Presentations of SkyLight

| Event | City | Country | Year |
|---|---|---|---|
| European Planetary Science Congress | Cascais | Portugal | 2015 |
| Lunar Mission One event at The Royal Institution | London | England | 2015 |
| CREAT-IT conference | Athens | Greece | 2015 |
| The Greek Physical Society | Athens | Greece | 2015 |
| European Network of Opera & Dance Education Conference | Bristol | England | 2016 |

===Ghost Particles===

Global Science Opera's second production, Ghost Particles, was performed globally on November 19, 2016, by 20 participating countries and streamed online by TV Haugaland.
The chosen scientific theme was 'particle physics', with the opera exploring the science and discoveries of Higgs Boson, Neutrinos and Photons.

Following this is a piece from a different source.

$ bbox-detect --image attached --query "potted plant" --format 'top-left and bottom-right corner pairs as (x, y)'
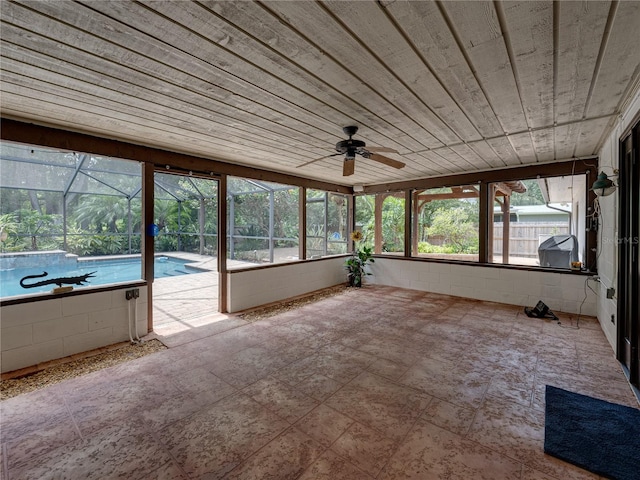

The opera incorporated a virtual visit to CERN Compact Muon Solenoid.
The 2016 GSO also involved the cooperation of the European Commissions' Horizons 2020 Project CREATIONS cooperated and was a research focus for the Norwegian Research Council's project "iSCOPE".

===Moon Village===
The 2017 Global Science Opera, Moon Village, will involve 25 countries and was streamed online December 13. It explores the process, science and technology of the European Space Agency's Moon Village.

===One Ocean===
Ocean health is the scientific topic for One Ocean, with IMBER as official scientific partner.

===Gravity===
GRAVITY! is the Global Science Opera's 5th production. The opera's story was created by students in Brazil, Portugal and São Tomé and Príncipe. It celebrates the 100th anniversary of Eddington proof Einstein's Theory of General Relativity. Premieres on the International Children's Day: November 20, 2019 on YouTube.

===Energize===
Global Science Opera 2020 focuses on energy and sustainability. The main story is produced by students in Australia, but with contributions from 17 countries. World-wide premiere on YouTube November 20, 2020.

===Thrive===
The scientific topic for the 2021 Global Science Opera production is inspired by the UN's Decade of Ecosystem Restoration and supported by the UN's Environment Programme. Premiere on YouTube/Vimeo November 20, 2021.

===Creavolution===
The scientific topic for the 2022 Global Science Opera production is inspired by the creative mind. "We need a creative revolution in our evolution required for a healthy, sustainable future. Join the Creavolution!" This year's production is created in collaboration with the Erasmus-project GSO4SCHOOL, an EU-funded research-project which trains teachers and students while strengthening international collaboration. Premiere on YouTube/Vimeo November 20, 2022.